— Испытуемые в данный момент не реагируют на окружающих, — сказал Кудряшов, — но следует считать успехом, что все трое выжили.
— Но согласитесь, какая превосходная получилась проекция! — воскликнул Михаил Андреевич, — по ней можно десяток докторских защитить.
— Особенно момент, где их отец рубит мать топором и скармливает свиньям, — сказал Кудряшов, то ли с восхищением, то ли с отвращением, — после такого любой с ума сойдет.
Меня немного отпустило, но я все равно пребывал в состоянии счастливого безразличия. Кудряшов открыл нижнюю секцию шкафа и вытащил кучу сложенных металлических трубок. Ловко орудуя руками и устанавливая зажимы, он сложил их в большой куб. Проверив его на прочность, он достал стеклянную банку с черным порошком и обмакивая палец внутрь, начал быстро писать странные закорючки вокруг куба.
— Полностью ненаучно, — сказал доктор, — сидишь как дурак, выписываешь непонятные символы, но ведь получилось. Неважно, что говорит общественность, главное, что мы смогли приоткрыть дверь в глубины человеческого сознания, раскрыть самые потаенные мысли и страхи.
— Все благодаря тому мальчику, — смущенно сказал Кудряшов, заканчивая писать знаки.
— Молчать, — вдруг закричал доктор, — я сам придумал. Этот лысый паскуденок только дополнил мое гениальное творение.
Кудряшов отвернулся и вновь закопошился в шкафу, скорее от смущении, чем из реальной необходимости.
Вернулась Зина с пластиковым ведром и блестящей белой трубкой, увенчанной расширителем на конце. Она перелила воду в тазик с красным желе и засунув туда руку начала размешивать. Когда масса превратилась в жидкий кисель, она довольно хмыкнула и облизала испачканную руку.
— Зина, ты совсем ополоумела, — схватился за голову доктор, — выплюнь немедленно, хочешь от кровавого поноса помереть?
— Ниче мне будет, — ответила Зина, — я все время доедаю, что от пациентов остается.
Доктор не нашелся, что ответить и только неровно поправил воротничок халата. Кудряшов едва сдерживал улыбку от этой сцены.

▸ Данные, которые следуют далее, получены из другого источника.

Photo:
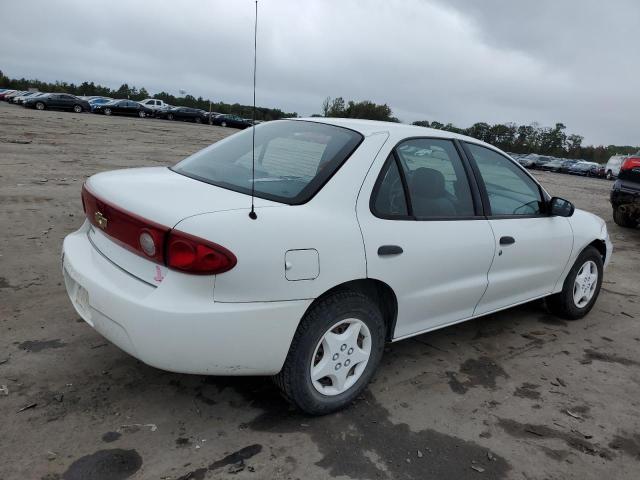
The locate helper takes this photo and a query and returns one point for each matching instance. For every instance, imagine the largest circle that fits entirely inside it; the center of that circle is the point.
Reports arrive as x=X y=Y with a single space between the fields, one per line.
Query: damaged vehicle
x=625 y=193
x=301 y=257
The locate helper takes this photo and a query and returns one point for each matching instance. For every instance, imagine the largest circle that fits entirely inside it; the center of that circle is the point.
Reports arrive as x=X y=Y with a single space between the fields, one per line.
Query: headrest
x=427 y=183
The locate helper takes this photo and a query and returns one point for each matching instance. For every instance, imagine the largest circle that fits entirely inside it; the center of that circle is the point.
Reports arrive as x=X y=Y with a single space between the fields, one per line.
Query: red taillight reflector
x=630 y=163
x=192 y=254
x=141 y=236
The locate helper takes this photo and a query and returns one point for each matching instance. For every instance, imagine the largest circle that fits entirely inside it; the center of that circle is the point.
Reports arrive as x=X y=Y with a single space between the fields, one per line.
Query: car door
x=424 y=233
x=533 y=247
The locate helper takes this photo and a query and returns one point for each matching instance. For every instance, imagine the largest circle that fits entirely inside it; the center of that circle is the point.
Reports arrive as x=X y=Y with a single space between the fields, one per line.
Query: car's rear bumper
x=177 y=326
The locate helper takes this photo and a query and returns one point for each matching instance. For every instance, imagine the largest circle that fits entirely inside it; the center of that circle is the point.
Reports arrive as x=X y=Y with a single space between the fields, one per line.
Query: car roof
x=369 y=127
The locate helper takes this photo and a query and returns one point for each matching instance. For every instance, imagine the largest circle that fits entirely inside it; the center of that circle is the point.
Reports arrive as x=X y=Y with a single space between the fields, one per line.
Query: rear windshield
x=293 y=159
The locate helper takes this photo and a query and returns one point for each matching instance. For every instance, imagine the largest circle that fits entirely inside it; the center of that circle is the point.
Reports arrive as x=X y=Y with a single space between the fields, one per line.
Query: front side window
x=511 y=191
x=293 y=159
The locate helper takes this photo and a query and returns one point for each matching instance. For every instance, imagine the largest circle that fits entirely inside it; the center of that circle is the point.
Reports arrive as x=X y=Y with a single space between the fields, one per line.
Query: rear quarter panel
x=327 y=223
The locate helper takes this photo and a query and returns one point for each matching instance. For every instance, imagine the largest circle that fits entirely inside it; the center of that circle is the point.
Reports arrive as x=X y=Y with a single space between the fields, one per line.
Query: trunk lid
x=159 y=196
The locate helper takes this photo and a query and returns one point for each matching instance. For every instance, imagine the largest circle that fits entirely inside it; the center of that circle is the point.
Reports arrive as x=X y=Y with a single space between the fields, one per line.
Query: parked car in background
x=210 y=116
x=566 y=164
x=552 y=166
x=579 y=168
x=155 y=104
x=625 y=193
x=19 y=100
x=596 y=170
x=6 y=92
x=16 y=93
x=165 y=263
x=58 y=101
x=525 y=161
x=94 y=102
x=229 y=120
x=123 y=107
x=613 y=166
x=183 y=113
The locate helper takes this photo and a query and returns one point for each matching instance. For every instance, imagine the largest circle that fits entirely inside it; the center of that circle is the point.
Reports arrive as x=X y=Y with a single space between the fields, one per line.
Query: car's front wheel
x=334 y=353
x=581 y=287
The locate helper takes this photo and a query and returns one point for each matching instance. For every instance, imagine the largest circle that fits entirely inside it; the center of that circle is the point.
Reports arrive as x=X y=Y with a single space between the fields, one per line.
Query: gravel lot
x=518 y=395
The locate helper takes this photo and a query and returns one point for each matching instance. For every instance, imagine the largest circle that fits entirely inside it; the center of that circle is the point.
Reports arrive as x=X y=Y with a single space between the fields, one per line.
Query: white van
x=613 y=166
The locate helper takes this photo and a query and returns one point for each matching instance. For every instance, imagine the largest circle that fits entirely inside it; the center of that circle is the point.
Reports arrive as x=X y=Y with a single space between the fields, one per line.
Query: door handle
x=389 y=250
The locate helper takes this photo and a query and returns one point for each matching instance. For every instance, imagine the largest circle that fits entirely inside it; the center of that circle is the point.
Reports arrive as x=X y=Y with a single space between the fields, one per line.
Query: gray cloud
x=458 y=61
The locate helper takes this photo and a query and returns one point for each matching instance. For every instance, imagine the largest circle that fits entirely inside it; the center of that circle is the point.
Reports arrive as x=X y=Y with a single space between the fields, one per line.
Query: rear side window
x=511 y=191
x=432 y=174
x=293 y=159
x=389 y=199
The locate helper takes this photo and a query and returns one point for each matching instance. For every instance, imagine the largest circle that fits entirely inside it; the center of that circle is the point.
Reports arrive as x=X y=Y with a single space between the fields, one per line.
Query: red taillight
x=630 y=163
x=177 y=250
x=195 y=255
x=143 y=237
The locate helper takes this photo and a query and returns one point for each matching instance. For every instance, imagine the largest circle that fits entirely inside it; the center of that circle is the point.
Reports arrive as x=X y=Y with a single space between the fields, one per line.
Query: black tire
x=562 y=304
x=623 y=219
x=294 y=380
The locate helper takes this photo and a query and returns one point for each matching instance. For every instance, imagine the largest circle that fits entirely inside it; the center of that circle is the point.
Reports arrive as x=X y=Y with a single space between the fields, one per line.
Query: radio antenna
x=252 y=214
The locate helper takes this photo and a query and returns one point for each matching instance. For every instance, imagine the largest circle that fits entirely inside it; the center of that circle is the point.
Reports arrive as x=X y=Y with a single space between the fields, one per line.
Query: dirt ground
x=518 y=394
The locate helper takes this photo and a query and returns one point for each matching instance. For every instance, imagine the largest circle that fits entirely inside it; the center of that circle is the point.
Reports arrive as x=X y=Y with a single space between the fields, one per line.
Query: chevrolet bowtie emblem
x=101 y=220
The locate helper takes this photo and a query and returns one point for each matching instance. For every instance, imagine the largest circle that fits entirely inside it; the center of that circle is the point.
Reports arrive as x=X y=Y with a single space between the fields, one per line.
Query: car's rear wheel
x=581 y=287
x=334 y=353
x=623 y=219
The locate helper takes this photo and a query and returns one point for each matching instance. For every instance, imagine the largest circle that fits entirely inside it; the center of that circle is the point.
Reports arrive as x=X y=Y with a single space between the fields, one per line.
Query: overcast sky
x=459 y=61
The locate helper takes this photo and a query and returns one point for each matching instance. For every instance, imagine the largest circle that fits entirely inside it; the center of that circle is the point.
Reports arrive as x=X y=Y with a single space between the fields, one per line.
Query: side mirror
x=559 y=207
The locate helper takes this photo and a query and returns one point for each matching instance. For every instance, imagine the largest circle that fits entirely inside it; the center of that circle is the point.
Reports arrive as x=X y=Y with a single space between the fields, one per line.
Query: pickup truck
x=625 y=193
x=154 y=104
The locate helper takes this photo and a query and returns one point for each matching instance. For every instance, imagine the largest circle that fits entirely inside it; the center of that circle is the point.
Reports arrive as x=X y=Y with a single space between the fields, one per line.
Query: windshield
x=293 y=159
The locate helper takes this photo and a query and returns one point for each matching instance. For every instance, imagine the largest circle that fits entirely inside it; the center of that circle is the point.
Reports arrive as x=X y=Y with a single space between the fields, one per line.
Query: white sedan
x=364 y=233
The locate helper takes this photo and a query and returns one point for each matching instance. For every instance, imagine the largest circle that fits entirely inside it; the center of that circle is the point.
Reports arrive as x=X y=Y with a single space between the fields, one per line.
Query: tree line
x=134 y=93
x=533 y=138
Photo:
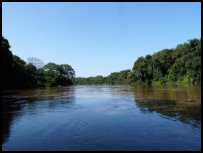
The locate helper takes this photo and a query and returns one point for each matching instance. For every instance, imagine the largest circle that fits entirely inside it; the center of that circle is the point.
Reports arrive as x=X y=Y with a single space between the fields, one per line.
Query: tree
x=38 y=63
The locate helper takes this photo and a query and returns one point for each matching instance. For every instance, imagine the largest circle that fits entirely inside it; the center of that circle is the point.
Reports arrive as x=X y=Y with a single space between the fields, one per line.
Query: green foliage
x=19 y=75
x=179 y=65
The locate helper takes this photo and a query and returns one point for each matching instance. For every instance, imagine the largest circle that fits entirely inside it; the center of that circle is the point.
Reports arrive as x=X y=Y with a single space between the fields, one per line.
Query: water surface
x=102 y=118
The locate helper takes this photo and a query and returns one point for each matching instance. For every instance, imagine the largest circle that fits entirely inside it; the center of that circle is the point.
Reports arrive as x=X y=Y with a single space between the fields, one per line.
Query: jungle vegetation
x=179 y=65
x=18 y=74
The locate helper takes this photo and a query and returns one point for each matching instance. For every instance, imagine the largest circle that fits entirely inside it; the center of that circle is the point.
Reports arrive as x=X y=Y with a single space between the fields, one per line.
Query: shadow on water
x=169 y=102
x=181 y=103
x=16 y=103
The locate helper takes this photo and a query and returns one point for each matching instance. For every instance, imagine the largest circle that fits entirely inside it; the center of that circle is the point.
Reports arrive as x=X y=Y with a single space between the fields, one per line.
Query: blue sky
x=97 y=38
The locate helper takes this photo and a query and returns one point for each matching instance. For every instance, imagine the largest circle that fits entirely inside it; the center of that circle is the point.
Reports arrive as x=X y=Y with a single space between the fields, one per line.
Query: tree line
x=18 y=74
x=179 y=65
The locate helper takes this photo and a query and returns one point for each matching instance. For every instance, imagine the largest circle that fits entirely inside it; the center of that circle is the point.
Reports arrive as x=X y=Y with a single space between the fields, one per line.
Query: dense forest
x=179 y=65
x=18 y=74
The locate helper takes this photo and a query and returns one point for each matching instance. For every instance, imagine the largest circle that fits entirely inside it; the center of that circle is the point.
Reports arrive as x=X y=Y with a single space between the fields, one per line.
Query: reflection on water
x=102 y=118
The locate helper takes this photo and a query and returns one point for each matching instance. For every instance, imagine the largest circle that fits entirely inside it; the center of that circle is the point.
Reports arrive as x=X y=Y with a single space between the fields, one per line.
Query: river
x=102 y=118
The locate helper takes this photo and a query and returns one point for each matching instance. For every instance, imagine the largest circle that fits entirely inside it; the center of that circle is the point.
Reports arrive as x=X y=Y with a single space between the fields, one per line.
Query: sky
x=97 y=38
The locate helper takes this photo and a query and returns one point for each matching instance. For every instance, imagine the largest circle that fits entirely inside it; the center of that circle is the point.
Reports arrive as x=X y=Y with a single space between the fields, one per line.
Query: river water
x=102 y=118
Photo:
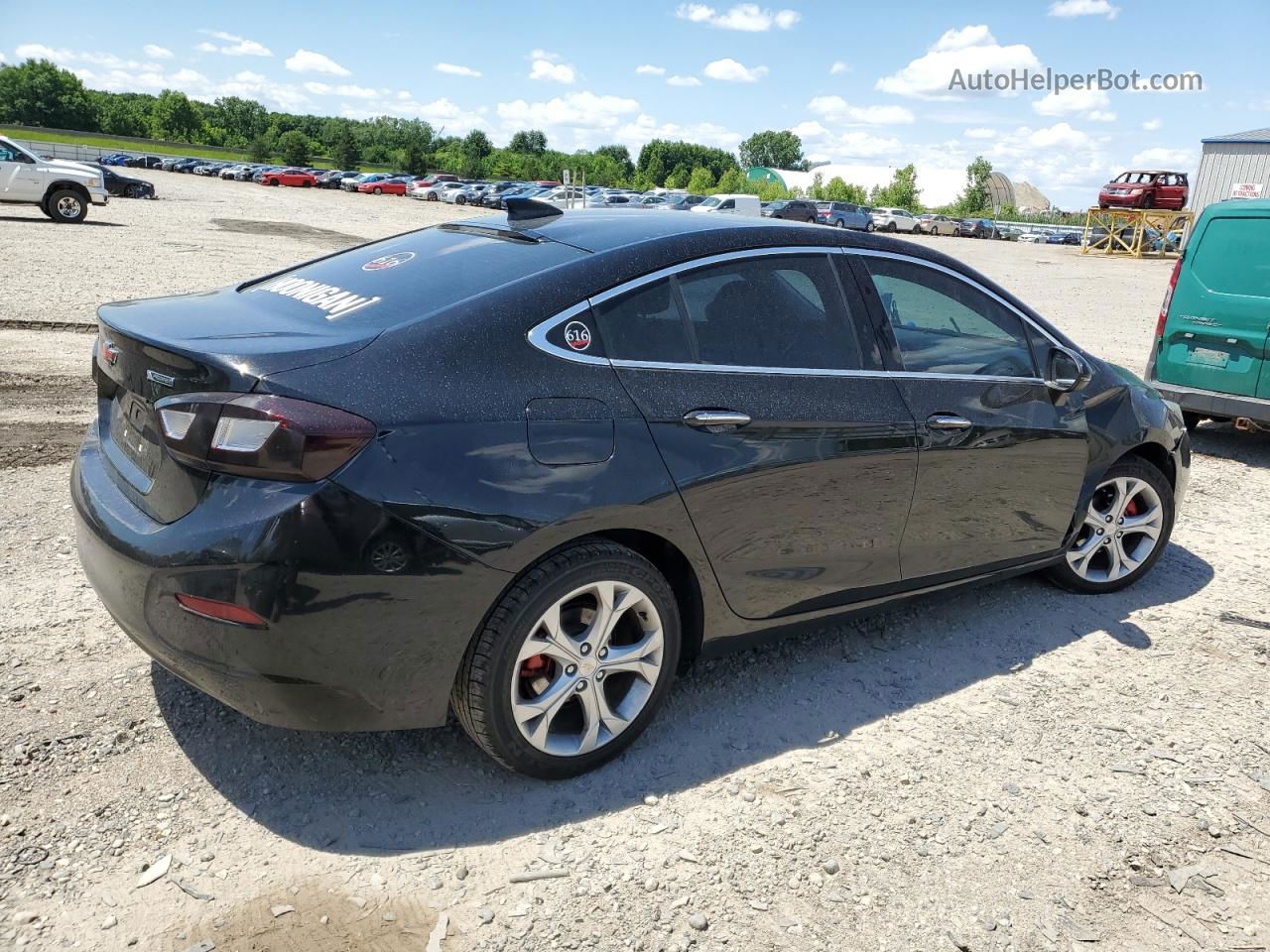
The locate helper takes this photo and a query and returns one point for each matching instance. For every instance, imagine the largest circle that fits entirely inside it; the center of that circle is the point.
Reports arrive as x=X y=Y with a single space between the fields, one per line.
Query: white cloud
x=645 y=127
x=837 y=111
x=748 y=18
x=728 y=70
x=1072 y=102
x=550 y=68
x=325 y=89
x=971 y=50
x=236 y=45
x=66 y=58
x=1161 y=158
x=309 y=61
x=572 y=112
x=454 y=70
x=1083 y=8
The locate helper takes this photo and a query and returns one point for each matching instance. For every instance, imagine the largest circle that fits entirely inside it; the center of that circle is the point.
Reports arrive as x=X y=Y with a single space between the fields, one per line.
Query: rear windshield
x=1233 y=257
x=405 y=278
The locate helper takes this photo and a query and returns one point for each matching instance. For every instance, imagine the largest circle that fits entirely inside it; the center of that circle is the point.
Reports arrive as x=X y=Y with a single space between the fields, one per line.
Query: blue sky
x=862 y=84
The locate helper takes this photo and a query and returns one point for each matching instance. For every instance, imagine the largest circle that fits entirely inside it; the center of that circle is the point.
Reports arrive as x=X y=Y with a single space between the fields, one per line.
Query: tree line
x=40 y=93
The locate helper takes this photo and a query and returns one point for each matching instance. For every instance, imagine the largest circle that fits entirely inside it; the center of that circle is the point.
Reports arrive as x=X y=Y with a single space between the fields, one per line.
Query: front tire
x=66 y=207
x=1124 y=532
x=572 y=662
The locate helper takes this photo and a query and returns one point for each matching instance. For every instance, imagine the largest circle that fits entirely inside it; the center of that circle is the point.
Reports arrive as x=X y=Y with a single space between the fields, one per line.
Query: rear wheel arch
x=62 y=184
x=667 y=557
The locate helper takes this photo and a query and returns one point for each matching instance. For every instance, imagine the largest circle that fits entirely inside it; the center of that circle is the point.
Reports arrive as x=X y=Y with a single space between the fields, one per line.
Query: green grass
x=122 y=145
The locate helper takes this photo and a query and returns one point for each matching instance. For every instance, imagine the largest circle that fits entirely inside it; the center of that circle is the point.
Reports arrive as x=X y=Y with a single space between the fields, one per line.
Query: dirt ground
x=1006 y=769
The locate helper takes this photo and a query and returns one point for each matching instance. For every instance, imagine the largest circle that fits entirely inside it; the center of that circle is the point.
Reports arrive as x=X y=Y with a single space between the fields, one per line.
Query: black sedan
x=526 y=465
x=125 y=186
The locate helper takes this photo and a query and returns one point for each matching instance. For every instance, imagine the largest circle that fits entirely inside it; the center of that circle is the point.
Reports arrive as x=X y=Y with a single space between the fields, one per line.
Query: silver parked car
x=896 y=220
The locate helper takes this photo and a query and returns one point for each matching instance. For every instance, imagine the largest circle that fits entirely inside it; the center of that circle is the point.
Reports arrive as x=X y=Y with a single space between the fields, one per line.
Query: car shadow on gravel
x=375 y=793
x=42 y=220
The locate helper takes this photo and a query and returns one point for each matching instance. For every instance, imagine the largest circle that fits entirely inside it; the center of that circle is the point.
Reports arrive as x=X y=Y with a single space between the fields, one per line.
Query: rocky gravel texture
x=1006 y=769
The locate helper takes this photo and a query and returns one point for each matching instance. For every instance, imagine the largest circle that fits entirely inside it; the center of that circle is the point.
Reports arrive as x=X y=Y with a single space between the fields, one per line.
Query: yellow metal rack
x=1138 y=232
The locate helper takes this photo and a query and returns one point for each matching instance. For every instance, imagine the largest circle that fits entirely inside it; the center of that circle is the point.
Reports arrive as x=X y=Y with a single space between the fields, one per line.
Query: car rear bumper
x=1207 y=403
x=344 y=648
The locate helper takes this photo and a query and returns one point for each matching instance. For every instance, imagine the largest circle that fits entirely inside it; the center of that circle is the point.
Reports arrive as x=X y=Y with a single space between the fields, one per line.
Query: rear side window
x=644 y=325
x=1233 y=257
x=780 y=311
x=943 y=325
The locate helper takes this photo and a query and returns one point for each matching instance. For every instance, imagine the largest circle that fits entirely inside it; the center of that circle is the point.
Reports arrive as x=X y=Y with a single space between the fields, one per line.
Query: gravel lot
x=1008 y=769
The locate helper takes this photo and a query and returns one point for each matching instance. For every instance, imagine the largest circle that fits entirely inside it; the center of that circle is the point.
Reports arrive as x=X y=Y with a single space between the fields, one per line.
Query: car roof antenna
x=530 y=213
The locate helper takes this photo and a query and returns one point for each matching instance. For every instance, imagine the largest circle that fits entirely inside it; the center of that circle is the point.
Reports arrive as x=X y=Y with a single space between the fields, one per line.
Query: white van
x=730 y=204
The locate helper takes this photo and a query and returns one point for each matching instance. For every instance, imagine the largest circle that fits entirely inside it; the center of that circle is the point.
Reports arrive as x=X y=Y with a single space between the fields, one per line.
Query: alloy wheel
x=1121 y=529
x=587 y=669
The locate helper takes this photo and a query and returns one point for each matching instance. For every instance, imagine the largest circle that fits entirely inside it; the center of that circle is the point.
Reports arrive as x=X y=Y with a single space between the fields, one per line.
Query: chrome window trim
x=538 y=334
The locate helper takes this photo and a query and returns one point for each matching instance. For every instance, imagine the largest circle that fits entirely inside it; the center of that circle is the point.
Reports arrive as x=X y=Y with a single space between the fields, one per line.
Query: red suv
x=1146 y=189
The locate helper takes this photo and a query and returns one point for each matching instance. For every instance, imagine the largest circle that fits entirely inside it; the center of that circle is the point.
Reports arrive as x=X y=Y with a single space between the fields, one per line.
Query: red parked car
x=385 y=186
x=290 y=177
x=1146 y=189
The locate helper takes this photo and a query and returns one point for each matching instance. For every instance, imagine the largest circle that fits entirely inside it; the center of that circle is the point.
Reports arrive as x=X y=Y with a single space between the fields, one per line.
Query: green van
x=1210 y=350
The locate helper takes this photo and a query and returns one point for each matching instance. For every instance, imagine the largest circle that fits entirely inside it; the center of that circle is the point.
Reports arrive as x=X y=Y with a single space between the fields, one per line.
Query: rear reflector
x=220 y=611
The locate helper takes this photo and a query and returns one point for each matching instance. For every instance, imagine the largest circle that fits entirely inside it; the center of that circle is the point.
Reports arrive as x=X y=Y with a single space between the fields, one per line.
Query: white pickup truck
x=63 y=189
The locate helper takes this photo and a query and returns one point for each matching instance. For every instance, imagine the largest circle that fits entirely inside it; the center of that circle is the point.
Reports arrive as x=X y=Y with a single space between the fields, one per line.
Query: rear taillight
x=261 y=435
x=1169 y=299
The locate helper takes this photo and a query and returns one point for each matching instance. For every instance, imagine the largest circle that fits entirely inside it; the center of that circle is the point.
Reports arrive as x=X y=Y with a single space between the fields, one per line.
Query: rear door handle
x=707 y=419
x=948 y=421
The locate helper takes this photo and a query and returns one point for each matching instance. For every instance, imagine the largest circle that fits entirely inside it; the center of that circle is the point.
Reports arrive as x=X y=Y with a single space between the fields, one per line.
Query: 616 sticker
x=576 y=335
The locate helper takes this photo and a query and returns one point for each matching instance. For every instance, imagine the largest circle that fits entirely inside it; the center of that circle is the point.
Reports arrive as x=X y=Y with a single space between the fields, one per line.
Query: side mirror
x=1066 y=371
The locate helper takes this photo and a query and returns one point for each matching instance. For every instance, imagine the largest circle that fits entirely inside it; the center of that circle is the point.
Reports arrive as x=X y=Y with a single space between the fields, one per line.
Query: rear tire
x=66 y=207
x=1125 y=530
x=512 y=669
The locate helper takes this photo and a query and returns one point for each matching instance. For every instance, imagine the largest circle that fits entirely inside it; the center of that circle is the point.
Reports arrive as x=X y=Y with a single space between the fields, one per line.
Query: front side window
x=944 y=325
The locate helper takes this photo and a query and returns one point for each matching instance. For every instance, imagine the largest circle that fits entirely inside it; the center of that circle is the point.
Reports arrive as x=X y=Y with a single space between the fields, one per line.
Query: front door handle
x=711 y=419
x=948 y=421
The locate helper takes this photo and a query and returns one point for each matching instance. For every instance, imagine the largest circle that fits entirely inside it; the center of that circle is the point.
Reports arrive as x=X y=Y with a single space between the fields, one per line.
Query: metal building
x=1232 y=167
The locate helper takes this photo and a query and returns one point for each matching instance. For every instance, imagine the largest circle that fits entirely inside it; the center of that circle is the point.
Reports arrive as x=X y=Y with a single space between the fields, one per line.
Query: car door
x=794 y=453
x=19 y=181
x=1215 y=335
x=1001 y=457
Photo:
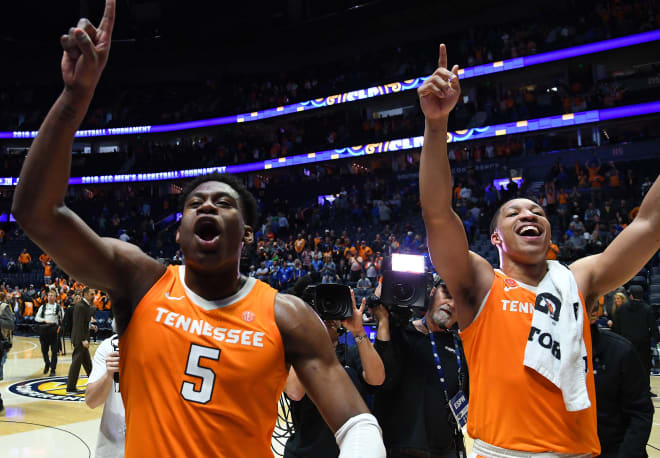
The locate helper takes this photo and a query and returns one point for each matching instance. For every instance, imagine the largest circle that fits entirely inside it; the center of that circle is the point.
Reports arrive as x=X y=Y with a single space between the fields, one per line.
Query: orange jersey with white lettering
x=512 y=406
x=201 y=378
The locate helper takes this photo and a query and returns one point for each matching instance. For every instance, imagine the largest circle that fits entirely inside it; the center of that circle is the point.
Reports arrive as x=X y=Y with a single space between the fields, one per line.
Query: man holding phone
x=103 y=388
x=426 y=372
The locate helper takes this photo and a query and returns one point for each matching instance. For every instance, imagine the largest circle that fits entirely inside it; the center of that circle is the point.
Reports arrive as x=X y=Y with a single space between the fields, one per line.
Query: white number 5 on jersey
x=188 y=391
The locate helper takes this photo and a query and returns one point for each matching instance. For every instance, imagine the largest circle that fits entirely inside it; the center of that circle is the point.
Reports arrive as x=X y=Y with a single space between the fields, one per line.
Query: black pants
x=80 y=356
x=48 y=339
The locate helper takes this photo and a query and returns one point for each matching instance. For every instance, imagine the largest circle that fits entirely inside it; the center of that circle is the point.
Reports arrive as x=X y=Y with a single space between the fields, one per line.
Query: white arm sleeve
x=360 y=437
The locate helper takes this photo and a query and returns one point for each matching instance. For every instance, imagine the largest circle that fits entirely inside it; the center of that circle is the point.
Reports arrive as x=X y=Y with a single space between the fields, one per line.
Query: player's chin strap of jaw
x=360 y=437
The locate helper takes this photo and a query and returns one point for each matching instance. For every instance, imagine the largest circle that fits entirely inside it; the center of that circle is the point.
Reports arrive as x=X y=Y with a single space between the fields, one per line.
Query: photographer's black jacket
x=312 y=437
x=623 y=403
x=410 y=406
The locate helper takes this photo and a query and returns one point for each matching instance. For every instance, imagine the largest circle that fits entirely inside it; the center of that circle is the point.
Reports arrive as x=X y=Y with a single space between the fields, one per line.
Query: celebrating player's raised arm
x=39 y=197
x=447 y=241
x=308 y=349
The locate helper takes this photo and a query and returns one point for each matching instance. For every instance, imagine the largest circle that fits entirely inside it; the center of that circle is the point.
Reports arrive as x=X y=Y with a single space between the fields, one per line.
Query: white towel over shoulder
x=556 y=348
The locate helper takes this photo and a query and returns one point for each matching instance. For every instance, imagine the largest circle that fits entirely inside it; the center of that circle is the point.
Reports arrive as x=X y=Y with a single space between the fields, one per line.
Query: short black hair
x=248 y=203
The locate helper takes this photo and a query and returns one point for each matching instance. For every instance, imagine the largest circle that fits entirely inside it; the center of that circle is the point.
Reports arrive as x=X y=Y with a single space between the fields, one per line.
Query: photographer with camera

Если такая махина, как Зина может помереть от красной дряни, то что случится со мной?
Вновь накатила волна отупения, поэтому я не сопротивлялся, когда Зина приоткрыла мне рот и начала просовывать шланг. Резиновый наконечник полез в горло, заставив меня выблевать немного едкой жидкости. Старуха не обратила на рвоту внимания и продолжила просовывать шланг. Острая боль в груди привела меня в чувство и я задергался, раскачивая стул. Похожу, что татуировка снова сработала, реагирую на опасность.
— Ну что ты котенок, — сказал Зина, заталкивая шланг еще глубже, — надо было раньше думать, а теперь терпи.
Шланг уже наполовину исчез у меня во рту, несмотря на попытки сопротивления. Казалось, что пищевод распирает, будто резина извивается, пытаясь пролезть глубже.
— Все готово, Михаил Андреевич, — сказал Кудряшов и подошел к очнувшейся и подергивающейся девушке.
Похоже, что она успела восстановить контроль над телом, жир полностью втянулся, лишь изредка висели складки кожи. Жгуты которыми ее связали рассчитывая на полную фигуры сильно ослабли. Видно, как они сильно провисли позади стула.
Зина полностью засунула в меня шланг и взяв стул, поставила на него таз. Одной рукой она крепко обхватила мою голову, лишая возможность двигаться, а второй начала заливать красную жижу.
— Зина, не спеши, дай время, чтобы начала всасываться, а то все назад выйдет. — сказал доктор и обратился к мужчине — чего вы застыли Кудряшов?
— Не черта не пойму, — ответил Кудряшов, — была старуха, а сейчас девка.
— Что вы несете? — спросил Михаил Андреевич, подходя поближе, — мать твою за ногу, как это возможно?
Спустя секунду после первую порцию желе, я почувствовал онемение во всем теле. Оно расходилась от желудка, быстро распространяясь по всему телу. Во рту скопилась слюна и начала понемногу вытекать, капая с подбородка.
— Ну вот касатик, остальное я сама, — сказала Зина и подмигнула мне, — ем, не могу оторваться.
Позади раздался крик и в поле зрения попал Кудряшов, прижимающий руку к разодранной щеке. Кровь сочилась между пальцев и падала на синий халат, быстро впитываясь и оставляя бурые пятна. Суетливо махая рукам подбежал доктор и спрятался за Зину. Старуха недовольно насупила брови и отложила тазик.
— Ах, ты тварина, Павлуша моего тронула, — прорычала она, мгновенно наливаясь густым свекольным цветом и брызжа слюной от ярости.